Rosetta Kinase CM

This repository is for our project Comparative Modeling Pipeline of Protein Kinase Inhibitors.

Figure: Overview of Comparative Modeling Pipeline

Dependencies

Python 3.7 (Pandas)
Rosetta Software Suite
PyRosetta Software Suite
OpenEye Software Suite
EMBOSS Software Suite

2W1C_A_L0C
├── 2W1C_A.fasta
├── 2W1C_A_L0C.pdb
└── L0C.smi

The initial folder should contain three files and following the naming convention

2W1C_A_L0C.fasta is the FASTA protein file for the kinase 2W1C
2W1C_A_L0C.pdb is the PDB structure of 2W1C in complex with the L0C ligand or an empty file with the .pdb extension.
L0C.smi is the SMILES string for the L0C ligand

1. Conformer generation and ligand alignment with `modeling_script.py`

This script generates conformers, aligns conformers with a template, and selects the top 100 conformers for Rosetta minimization.

An example command is below:

/work/07424/gabeong/stampede2/anaconda3/bin/python /work/07424/gabeong/stampede2/rosetta_cm/Rosetta_Kinase_CM/modeling_script.py -f /work/07424/gabeong/stampede2/2W1C_A_L0C/ -omega /work/07424/gabeong/stampede2/openeye/bin/omega2 -rocs /work/07424/gabeong/stampede2/openeye/bin/rocs -temp_lig /work/07424/gabeong/stampede2/rosetta_cm/Rosetta_Kinase_CM/template_ligand_library -mol2params /work/07424/gabeong/stampede2/Rosetta/main/source/scripts/python/public/generic_potential/mol2genparams.py -convert /work/07424/gabeong/stampede2/rosetta_cm/Rosetta_Kinase_CM/convert.py

where

/work/07424/gabeong/stampede2/anaconda3/bin/python is the filepath to the local python installation.
/work/07424/gabeong/stampede2/rosetta_cm/Rosetta_Kinase_CM/modeling_script.py is the filepath to the modeling script.
To -f add the filepath to the folder described above.
To -omega add the filepath to the local installation of OpenEye Omega.
To -rocs add the filepath to the local installation of ROCS.
To -temp_lig add the filepath to the template ligand library.
To -mol2params add the filepath to the mol2genparams.py script in Rosetta.
To -convert add the filepath to the convert.py script in this repository.

Output folder should contain the following files after running `modeling_script.py`

2W1C_A_L0C
├── 2W1C_A.fasta
├── 2W1C_A_L0C.pdb
├── L0C.smi
├── OMEGA
│   ├── L0C_omega.log
│   ├── L0C_omega.parm
│   ├── L0C_omega.rpt
│   ├── L0C_omega.sdf
│   └── L0C_omega_status.txt
├── ROCS [7787 entries exceeds filelimit, not opening dir]
├── mol2params [200 entries exceeds filelimit, not opening dir]
└── top_100_conf [200 entries exceeds filelimit, not opening dir]

2. Sequence alignment and protein modeling with `new_protein_modeling.py`

This script conducts target-template sequence alignment, selects top templates, and minimizes the top 10 predicted models with PyRosetta.
Using the best model we concatenate the 100 conformers from the ligand alignment step, resulting in an unrefined protein-ligand complex of 100 comparative models.

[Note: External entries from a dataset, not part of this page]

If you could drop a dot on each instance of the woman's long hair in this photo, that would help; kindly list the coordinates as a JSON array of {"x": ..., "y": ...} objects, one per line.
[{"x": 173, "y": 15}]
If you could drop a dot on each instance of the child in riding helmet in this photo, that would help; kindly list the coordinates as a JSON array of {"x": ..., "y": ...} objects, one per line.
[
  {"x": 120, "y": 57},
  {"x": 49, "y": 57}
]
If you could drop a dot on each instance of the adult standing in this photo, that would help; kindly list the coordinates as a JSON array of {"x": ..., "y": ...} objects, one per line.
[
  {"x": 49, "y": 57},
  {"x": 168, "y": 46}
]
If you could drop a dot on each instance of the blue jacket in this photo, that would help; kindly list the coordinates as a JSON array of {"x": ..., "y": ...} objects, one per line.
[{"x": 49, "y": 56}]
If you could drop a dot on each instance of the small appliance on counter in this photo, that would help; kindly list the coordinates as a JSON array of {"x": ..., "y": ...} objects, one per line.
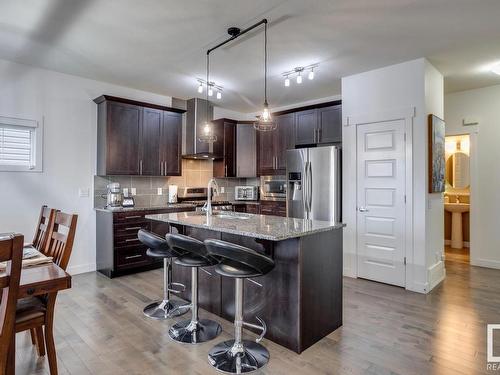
[
  {"x": 114, "y": 197},
  {"x": 273, "y": 188},
  {"x": 172, "y": 193},
  {"x": 246, "y": 193}
]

/work/07424/gabeong/stampede2/anaconda3/bin/python /work/07424/gabeong/stampede2/rosetta_cm/Rosetta_Kinase_CM/new_protein_modeling.py -f /work/07424/gabeong/stampede2/2W1C_A_L0C/ -emboss /work/07424/gabeong/stampede2/emboss/bin/needle -temp_seq /work/07424/gabeong/stampede2/rosetta_cm/Rosetta_Kinase_CM/template_fasta_seq_training_set -apo_pdb /work/07424/gabeong/stampede2/rosetta_cm/Rosetta_Kinase_CM/apo_pdbs_for_template_seq_extraction

Output folder should contain the following files after running `new_protein_modeling.py`

2W1C_A_L0C
├── 2W1C_A.fasta
├── 2W1C_A_L0C.pdb
├── L0C.smi
├── OMEGA
│   ├── L0C_omega.log
│   ├── L0C_omega.parm
│   ├── L0C_omega.rpt
│   ├── L0C_omega.sdf
│   └── L0C_omega_status.txt
├── ROCS [7787 entries exceeds filelimit, not opening dir]
├── mol2params [200 entries exceeds filelimit, not opening dir]
├── protein_comp_modeling [13 entries exceeds filelimit, not opening dir]
├── protein_ligand_complex_top_1_comp_model [100 entries exceeds filelimit, not opening dir]
└── top_100_conf [200 entries exceeds filelimit, not opening dir]

3. Minimization of protein-ligand complex (minimization.py)

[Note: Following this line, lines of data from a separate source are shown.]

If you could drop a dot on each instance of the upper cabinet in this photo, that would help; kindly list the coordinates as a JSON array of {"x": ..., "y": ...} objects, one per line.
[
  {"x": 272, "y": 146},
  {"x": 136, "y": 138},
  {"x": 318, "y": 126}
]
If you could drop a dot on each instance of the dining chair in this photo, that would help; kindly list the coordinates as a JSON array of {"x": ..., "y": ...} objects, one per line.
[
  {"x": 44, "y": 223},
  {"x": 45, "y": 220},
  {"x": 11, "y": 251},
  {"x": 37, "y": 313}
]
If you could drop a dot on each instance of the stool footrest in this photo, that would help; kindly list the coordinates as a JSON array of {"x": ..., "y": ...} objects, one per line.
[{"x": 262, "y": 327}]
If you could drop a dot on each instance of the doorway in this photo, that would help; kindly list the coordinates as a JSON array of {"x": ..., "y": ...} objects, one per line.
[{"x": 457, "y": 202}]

This script generates commands for parallelizing the two-step minimization.
Minimization is performed against KLIFS residues, an 85 residue representation of the ATP binding site.

/work/07424/gabeong/stampede2/anaconda3/bin/python work/07424/gabeong/stampede2/rosetta_cm/Rosetta_Kinase_CM/minimization_script.py -f 2W1C_A_L0C -ma work/07424/gabeong/stampede2/rosetta_cm/Rosetta_Kinase_CM/minimize_ppi_res_of_interest.py -rf work/07424/gabeong/stampede2/rosetta_cm/Rosetta_Kinase_CM/klifs_only_uniprot_resnum

4. Analysis (analysis_1.py)

Here, I will generate the table for 100 minimized structures. It contains the name and energy attributes of those models. Out of 100, the top 10 models will be selected using Rosetta energy values.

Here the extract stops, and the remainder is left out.